Apparently all the obscene profits Comcast makes by overcharging subscribers for poor reception and execrable service go into feeding spielsperson Cal Ripken, Jr., who is starting to look more and more like Swedish wrestler/cult movie star Tor Johnson (Plan 9 From Outer Space, The Beast of Yucca Flats); no wonder Cal didn't miss playing ball for 2,131 games - it kept him in shape! Cal hawks the Comcast "Triple Play" of cable TV, Internet access and phone service; meanwhile, Comcast can't even get one thing right, like basic cable service, while it beats its chest boasting of its ambitious Triple Play prowess. I think "Triple Play" stands for - in the words Comsumerist.com blogger Ben Popken - "rude customer service, error-ridden billing, and botched cable installations."

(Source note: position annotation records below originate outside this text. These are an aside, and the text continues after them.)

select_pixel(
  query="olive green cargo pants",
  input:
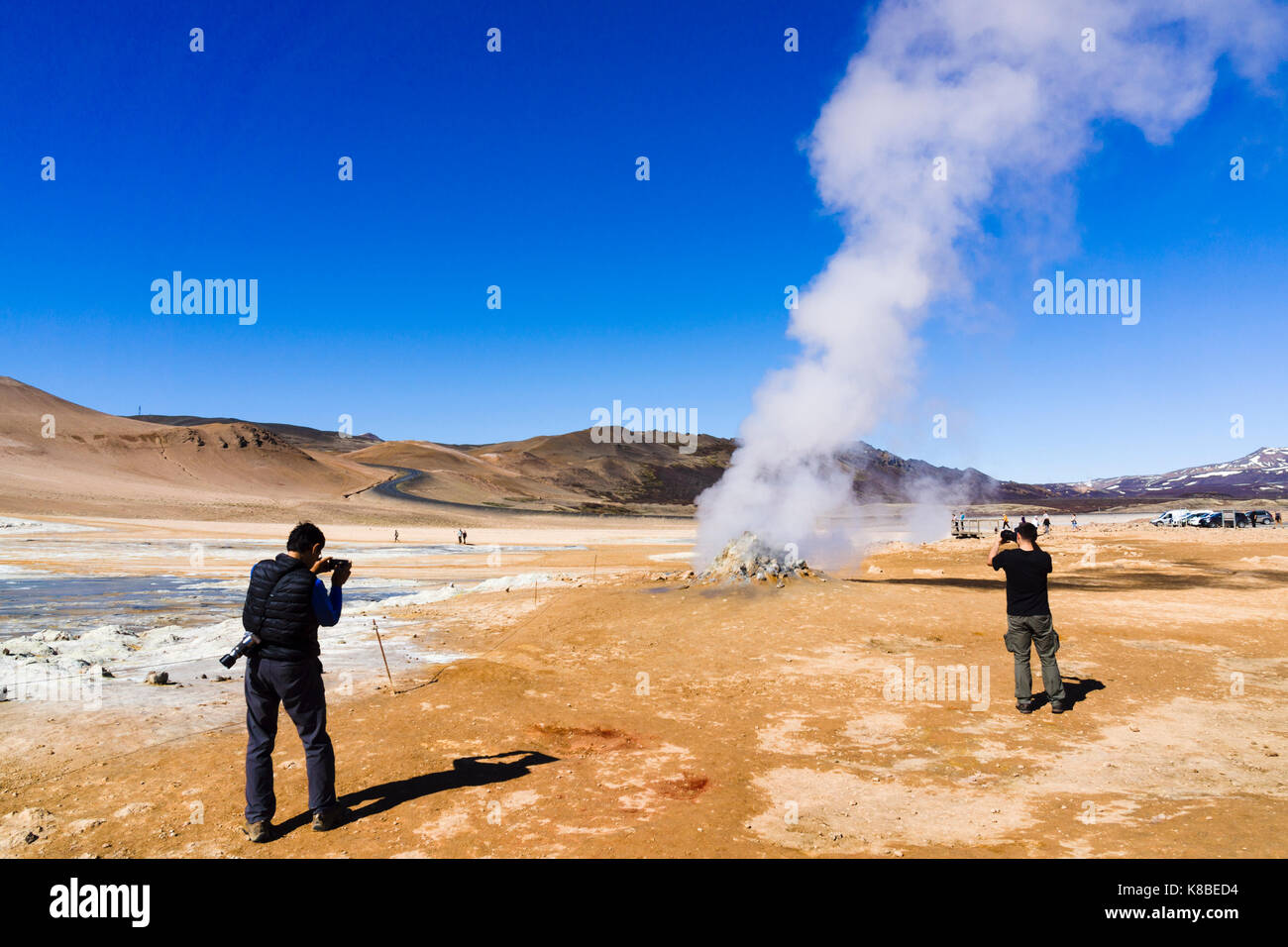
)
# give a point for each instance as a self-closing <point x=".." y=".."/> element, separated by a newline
<point x="1033" y="630"/>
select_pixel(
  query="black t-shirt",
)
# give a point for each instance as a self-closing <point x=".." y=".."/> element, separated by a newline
<point x="1025" y="579"/>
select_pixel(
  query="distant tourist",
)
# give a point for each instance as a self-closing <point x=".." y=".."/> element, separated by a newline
<point x="284" y="604"/>
<point x="1028" y="616"/>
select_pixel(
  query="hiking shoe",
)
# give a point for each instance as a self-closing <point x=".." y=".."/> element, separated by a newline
<point x="258" y="831"/>
<point x="329" y="818"/>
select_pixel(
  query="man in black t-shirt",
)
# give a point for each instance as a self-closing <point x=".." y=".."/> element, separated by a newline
<point x="1028" y="615"/>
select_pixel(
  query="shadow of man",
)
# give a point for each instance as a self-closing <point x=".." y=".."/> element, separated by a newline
<point x="1076" y="690"/>
<point x="468" y="771"/>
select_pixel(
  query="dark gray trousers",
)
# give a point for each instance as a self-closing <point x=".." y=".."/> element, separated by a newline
<point x="297" y="686"/>
<point x="1033" y="630"/>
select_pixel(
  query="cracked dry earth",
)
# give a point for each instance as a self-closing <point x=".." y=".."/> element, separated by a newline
<point x="645" y="718"/>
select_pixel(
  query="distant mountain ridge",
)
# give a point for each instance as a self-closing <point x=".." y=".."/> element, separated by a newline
<point x="1261" y="474"/>
<point x="114" y="460"/>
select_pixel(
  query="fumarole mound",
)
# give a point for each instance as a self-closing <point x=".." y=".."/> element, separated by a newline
<point x="747" y="560"/>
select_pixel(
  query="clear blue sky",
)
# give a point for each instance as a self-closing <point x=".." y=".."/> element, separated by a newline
<point x="518" y="169"/>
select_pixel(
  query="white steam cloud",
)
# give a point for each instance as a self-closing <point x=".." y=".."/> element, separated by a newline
<point x="1006" y="93"/>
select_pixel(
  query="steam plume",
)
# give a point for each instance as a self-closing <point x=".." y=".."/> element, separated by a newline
<point x="1006" y="94"/>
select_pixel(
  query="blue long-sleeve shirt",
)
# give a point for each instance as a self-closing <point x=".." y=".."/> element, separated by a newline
<point x="326" y="605"/>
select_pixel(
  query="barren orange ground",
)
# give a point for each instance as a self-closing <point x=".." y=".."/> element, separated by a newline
<point x="632" y="716"/>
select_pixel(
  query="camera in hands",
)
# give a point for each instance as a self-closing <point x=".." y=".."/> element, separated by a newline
<point x="248" y="642"/>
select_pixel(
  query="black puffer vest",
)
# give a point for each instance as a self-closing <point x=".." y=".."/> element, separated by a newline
<point x="290" y="626"/>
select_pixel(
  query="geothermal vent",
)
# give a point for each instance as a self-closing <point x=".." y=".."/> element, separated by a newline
<point x="748" y="560"/>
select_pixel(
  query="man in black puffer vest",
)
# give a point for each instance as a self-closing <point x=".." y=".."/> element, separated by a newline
<point x="284" y="604"/>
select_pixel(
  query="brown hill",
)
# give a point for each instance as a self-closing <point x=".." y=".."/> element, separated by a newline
<point x="618" y="472"/>
<point x="52" y="450"/>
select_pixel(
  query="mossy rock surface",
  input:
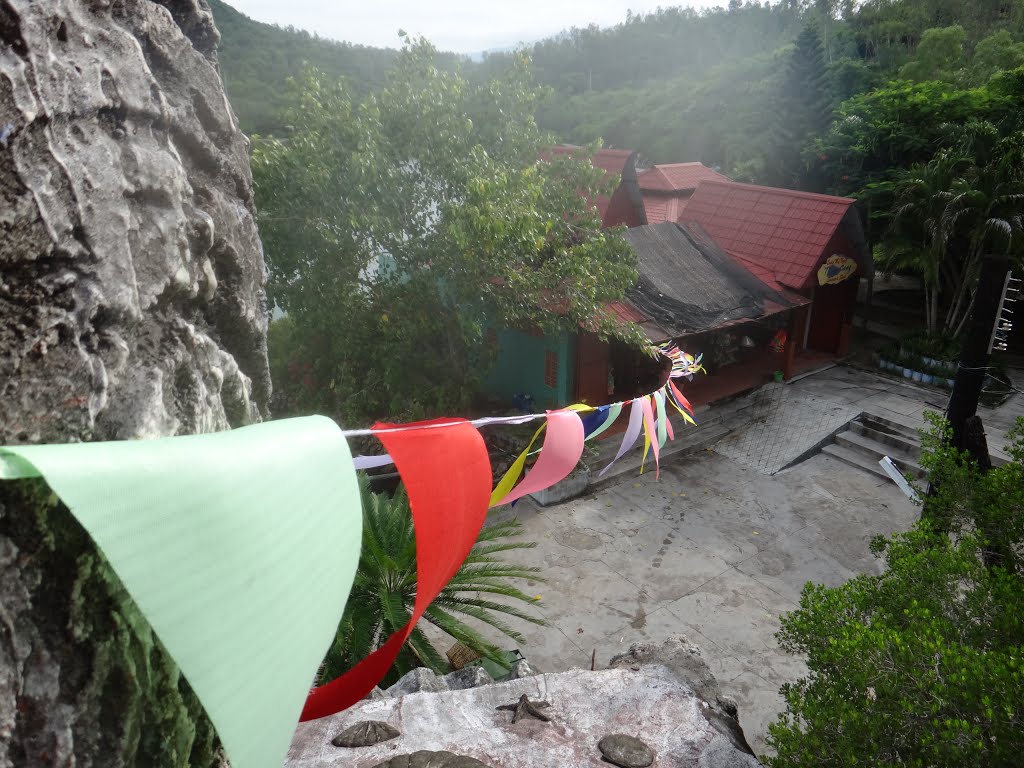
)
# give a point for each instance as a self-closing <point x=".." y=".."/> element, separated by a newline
<point x="83" y="680"/>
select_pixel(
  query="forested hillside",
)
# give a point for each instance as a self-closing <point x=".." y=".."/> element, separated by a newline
<point x="257" y="58"/>
<point x="728" y="86"/>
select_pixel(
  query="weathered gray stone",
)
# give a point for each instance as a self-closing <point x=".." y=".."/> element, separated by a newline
<point x="650" y="702"/>
<point x="626" y="751"/>
<point x="468" y="677"/>
<point x="728" y="726"/>
<point x="367" y="733"/>
<point x="420" y="679"/>
<point x="686" y="662"/>
<point x="519" y="670"/>
<point x="425" y="759"/>
<point x="131" y="305"/>
<point x="131" y="297"/>
<point x="680" y="655"/>
<point x="721" y="754"/>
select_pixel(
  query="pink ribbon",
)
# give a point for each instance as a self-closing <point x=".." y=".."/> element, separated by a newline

Cal and Tor: Separated At Girth?
I made the mistake of upgrading to Digital Cable with the Sports Pack simply to get the Fox Soccer Channel (with BBC America and the Tennis Channel thrown in for good measure, which sounded good to me). The upgrade was only $12 more a month, so I bit the bait.
I should have known better and realized that less is more. After all, I only watched two of the plethora of channels on Basic Cable anyway - MSNBC for Countdown with Keith Olbermann and Turner Classic Movies for all those great (and sometimes rare) commercial-free movies.
But now, 48 hours later, I still have no Digital Cable channels and, what's more, actually lost at least a dozen Basic Cable channels, including my beloved MSNBC! I should have seen it coming. To install my digital box, Comcast sent two subcontractors who talked like hosers Bob and Doug MacKenzie of The Great White North. Nice guys who worked their asses off to accommodate me, for sure, but Comcast put them through some unnecessary hoops.
First, Comcast had me signed up for HBO, necessitating the McKenzie brothers to climb the telephone pole and disconnect that scheduling snafu. Then, when my Digital Channels weren't coming through, the home office had them rewire my entire cable connection, laying down new cable. They were there for almost three hours and now 48 hours later, still nada on the Digital Cable Front. I'm through with these ninCOMpoops.
When not feeding Cal Jr., Comcast spends the remainder of its dough on all those "It's Comcastic" TV commercials. Well I have a great new commercial for Satellite TV - just film Comcast technicians trying to install digital service!
1 Comments:
Uh, actually, Cal's looking more like Divine sans drag!